4.7 Financial guarantee landscape (Tasks 10, 11)
HoPS have reconvened their Bonds Working Group in order to prepare a detailed supplementary “Good Practice Paper” to their existing “Position Statement on the Operation of Financial Mechanisms to Secure Decommissioning, Restoration and Aftercare of Development Sites”. It is anticipated this paper will be published by the end of 2016.
4.8 Engagement (Task 10)
Wider work is on-going to examine and make proposals on improving engagement in the planning system for inclusion in the planning review White Paper. A specific focus on minerals applications would not be appropriate at this time.

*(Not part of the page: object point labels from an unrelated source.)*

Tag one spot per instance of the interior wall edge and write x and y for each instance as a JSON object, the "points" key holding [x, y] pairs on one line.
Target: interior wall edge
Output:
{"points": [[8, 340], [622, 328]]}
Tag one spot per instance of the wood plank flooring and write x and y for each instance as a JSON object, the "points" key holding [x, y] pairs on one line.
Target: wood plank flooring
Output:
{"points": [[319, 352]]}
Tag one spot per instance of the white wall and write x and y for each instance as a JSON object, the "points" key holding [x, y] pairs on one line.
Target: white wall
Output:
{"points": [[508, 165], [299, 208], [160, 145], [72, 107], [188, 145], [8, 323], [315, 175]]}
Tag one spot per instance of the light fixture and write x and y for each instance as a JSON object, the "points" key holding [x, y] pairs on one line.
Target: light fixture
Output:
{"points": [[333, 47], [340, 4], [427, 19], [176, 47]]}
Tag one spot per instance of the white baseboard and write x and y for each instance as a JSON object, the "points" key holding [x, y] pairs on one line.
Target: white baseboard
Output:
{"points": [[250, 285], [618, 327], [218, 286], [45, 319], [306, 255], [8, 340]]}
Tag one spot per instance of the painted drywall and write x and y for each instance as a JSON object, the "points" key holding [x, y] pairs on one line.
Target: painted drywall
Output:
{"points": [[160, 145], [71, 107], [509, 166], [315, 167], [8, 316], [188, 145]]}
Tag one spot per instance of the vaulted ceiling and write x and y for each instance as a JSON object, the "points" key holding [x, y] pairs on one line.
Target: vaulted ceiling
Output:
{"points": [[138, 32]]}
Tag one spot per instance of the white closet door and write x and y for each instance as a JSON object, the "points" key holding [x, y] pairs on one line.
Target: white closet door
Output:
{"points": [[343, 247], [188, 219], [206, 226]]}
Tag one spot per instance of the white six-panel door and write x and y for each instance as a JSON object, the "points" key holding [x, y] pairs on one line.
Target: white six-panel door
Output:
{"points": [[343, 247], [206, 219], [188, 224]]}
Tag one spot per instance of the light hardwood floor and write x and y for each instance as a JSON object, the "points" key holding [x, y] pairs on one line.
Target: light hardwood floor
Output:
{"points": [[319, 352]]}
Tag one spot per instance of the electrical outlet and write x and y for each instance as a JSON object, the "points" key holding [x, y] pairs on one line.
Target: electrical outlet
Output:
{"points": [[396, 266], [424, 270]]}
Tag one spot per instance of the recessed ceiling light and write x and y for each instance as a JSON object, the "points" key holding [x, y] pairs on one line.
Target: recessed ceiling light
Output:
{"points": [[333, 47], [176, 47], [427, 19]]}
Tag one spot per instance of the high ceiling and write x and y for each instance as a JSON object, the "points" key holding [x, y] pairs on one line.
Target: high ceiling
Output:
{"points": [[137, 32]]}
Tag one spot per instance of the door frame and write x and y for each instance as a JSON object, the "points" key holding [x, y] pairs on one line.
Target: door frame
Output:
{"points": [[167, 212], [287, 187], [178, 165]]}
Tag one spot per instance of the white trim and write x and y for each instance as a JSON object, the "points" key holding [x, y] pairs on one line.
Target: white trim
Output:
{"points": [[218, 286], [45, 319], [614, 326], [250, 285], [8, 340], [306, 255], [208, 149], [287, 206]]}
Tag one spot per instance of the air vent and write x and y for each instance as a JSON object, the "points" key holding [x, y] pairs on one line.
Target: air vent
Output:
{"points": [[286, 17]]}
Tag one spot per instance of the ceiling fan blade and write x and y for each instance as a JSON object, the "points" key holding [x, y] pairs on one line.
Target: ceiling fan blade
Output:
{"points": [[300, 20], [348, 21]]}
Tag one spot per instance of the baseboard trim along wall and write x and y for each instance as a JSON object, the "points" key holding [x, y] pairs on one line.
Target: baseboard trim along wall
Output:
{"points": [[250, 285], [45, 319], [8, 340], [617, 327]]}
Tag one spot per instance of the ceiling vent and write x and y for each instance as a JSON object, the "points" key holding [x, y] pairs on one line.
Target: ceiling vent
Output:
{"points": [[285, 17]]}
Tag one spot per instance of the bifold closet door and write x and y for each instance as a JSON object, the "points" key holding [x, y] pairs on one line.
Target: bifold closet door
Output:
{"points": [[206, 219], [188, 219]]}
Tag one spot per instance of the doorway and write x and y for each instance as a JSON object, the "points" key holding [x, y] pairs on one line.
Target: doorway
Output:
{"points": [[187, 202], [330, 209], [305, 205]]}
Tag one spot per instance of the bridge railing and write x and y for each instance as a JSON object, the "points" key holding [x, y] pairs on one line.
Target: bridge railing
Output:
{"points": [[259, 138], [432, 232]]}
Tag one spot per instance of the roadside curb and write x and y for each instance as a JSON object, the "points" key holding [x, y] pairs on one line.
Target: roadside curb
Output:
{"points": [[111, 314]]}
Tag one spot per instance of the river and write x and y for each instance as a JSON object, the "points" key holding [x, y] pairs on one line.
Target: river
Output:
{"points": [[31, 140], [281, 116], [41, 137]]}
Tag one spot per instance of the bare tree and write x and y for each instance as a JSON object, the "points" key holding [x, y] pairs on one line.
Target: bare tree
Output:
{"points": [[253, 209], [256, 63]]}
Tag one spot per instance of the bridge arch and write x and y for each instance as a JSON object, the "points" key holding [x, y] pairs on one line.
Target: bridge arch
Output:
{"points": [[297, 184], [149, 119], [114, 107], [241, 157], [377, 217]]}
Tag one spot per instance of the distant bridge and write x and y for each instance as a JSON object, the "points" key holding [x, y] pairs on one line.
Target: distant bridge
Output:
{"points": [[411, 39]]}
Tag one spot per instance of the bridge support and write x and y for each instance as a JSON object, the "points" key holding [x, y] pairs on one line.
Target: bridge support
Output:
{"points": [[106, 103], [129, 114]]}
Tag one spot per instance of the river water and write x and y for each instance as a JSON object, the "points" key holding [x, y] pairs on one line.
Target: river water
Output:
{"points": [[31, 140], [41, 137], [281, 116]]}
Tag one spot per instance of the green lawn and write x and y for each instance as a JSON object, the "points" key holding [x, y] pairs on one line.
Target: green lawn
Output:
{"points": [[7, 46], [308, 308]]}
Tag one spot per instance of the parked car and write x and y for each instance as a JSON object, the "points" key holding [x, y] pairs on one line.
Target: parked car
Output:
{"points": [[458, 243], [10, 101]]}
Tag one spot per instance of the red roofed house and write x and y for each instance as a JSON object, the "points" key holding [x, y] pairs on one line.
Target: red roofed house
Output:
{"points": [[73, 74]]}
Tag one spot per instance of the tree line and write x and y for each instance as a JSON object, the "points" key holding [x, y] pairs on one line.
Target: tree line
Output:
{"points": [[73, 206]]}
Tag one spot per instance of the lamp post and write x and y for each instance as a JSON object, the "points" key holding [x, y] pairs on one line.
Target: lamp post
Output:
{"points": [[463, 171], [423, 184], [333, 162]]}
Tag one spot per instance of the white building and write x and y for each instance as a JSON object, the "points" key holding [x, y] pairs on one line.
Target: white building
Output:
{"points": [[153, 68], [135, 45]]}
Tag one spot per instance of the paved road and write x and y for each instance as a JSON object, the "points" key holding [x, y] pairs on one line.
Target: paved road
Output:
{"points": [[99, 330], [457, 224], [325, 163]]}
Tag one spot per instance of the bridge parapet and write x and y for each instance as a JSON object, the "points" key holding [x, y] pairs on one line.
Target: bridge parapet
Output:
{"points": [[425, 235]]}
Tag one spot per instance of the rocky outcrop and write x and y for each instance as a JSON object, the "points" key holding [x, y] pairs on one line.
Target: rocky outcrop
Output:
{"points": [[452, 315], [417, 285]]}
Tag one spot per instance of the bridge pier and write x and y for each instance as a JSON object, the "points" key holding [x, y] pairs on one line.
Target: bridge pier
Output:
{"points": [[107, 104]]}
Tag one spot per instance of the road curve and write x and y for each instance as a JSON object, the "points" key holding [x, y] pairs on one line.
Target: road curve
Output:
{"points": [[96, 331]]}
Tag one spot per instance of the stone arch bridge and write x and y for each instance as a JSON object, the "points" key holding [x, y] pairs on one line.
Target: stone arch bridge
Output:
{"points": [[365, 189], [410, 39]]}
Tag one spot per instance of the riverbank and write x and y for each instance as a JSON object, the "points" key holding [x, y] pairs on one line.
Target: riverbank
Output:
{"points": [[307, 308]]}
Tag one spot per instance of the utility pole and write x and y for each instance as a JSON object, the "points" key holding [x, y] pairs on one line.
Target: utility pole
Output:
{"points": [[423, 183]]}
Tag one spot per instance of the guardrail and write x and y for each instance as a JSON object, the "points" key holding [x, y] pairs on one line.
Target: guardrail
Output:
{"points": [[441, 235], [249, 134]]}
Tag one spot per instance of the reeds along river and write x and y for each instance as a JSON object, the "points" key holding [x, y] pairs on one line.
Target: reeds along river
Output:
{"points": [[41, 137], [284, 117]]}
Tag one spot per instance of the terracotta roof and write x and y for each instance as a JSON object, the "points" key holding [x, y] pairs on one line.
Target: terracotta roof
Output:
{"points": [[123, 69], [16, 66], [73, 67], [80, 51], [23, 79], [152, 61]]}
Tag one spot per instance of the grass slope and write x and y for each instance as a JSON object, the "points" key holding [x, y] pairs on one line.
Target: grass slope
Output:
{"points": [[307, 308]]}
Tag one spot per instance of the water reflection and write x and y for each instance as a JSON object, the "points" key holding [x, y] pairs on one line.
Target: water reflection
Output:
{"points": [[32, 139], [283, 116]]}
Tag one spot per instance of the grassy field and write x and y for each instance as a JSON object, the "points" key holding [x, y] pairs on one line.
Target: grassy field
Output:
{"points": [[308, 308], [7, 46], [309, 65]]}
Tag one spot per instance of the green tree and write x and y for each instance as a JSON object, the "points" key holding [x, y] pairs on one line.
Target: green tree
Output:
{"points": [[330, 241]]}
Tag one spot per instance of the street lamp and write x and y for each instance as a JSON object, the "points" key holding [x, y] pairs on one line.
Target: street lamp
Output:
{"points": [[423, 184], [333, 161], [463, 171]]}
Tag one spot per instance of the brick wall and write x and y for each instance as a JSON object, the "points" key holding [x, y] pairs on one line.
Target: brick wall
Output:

Action: Hugh and Phil to set up a meeting between Russel and the Chief Planner.
5. Council updates
Council officials provided updates on the restoration status of sites within their areas. Mines Restoration Limited – it was reported that Robin was still working on a comprehensive review of all sites and liabilities.
Scottish Government – George reported that he had received correspondence (email) from the EU intimating that they had closed the file on the SPA infringement case based on the implementation of the package of measures proposed.
Quarterly reporting on coal site compliance inspection visits – It was agreed that local authorities would complete a revised version of the template compiled by Hugh and Phil on a quarterly basis using Microsoft Excel.
Action: Hugh and Phil to send Excel template to local authorities.
6. Outstanding planning permissions
Gordon reported that South Lanarkshire had a single application for the renewal of Glentaggart East which was anticipated to be presented to committee during late June. David advised that within East Ayrshire the position was as follows:-
- Carsgailoch – application withdrawn
- Dalgig – would be presented to committee at the end of June.
- Braehead – further information was requested of and awaited from the applicant.
- House of Water – legal agreements progressing, but still to be concluded.
- Duncanziemere - legal agreements progressing but still to be concluded.
7. Community Benefit
Recommendation 29 from the final report of the Opencast Coal Task Force suggested that a single approach to governance of community benefit generation should be explored. It was agreed that the form of community benefit should not be limited to just financial contributions and that works in kind including restoration works to assist with orphaned surface mines should also be recognised.
8. Date of next meeting
Russel suggested that the next and final meeting of the Working Group should be held in late summer / early autumn once various workstreams had been concluded to an appropriate point.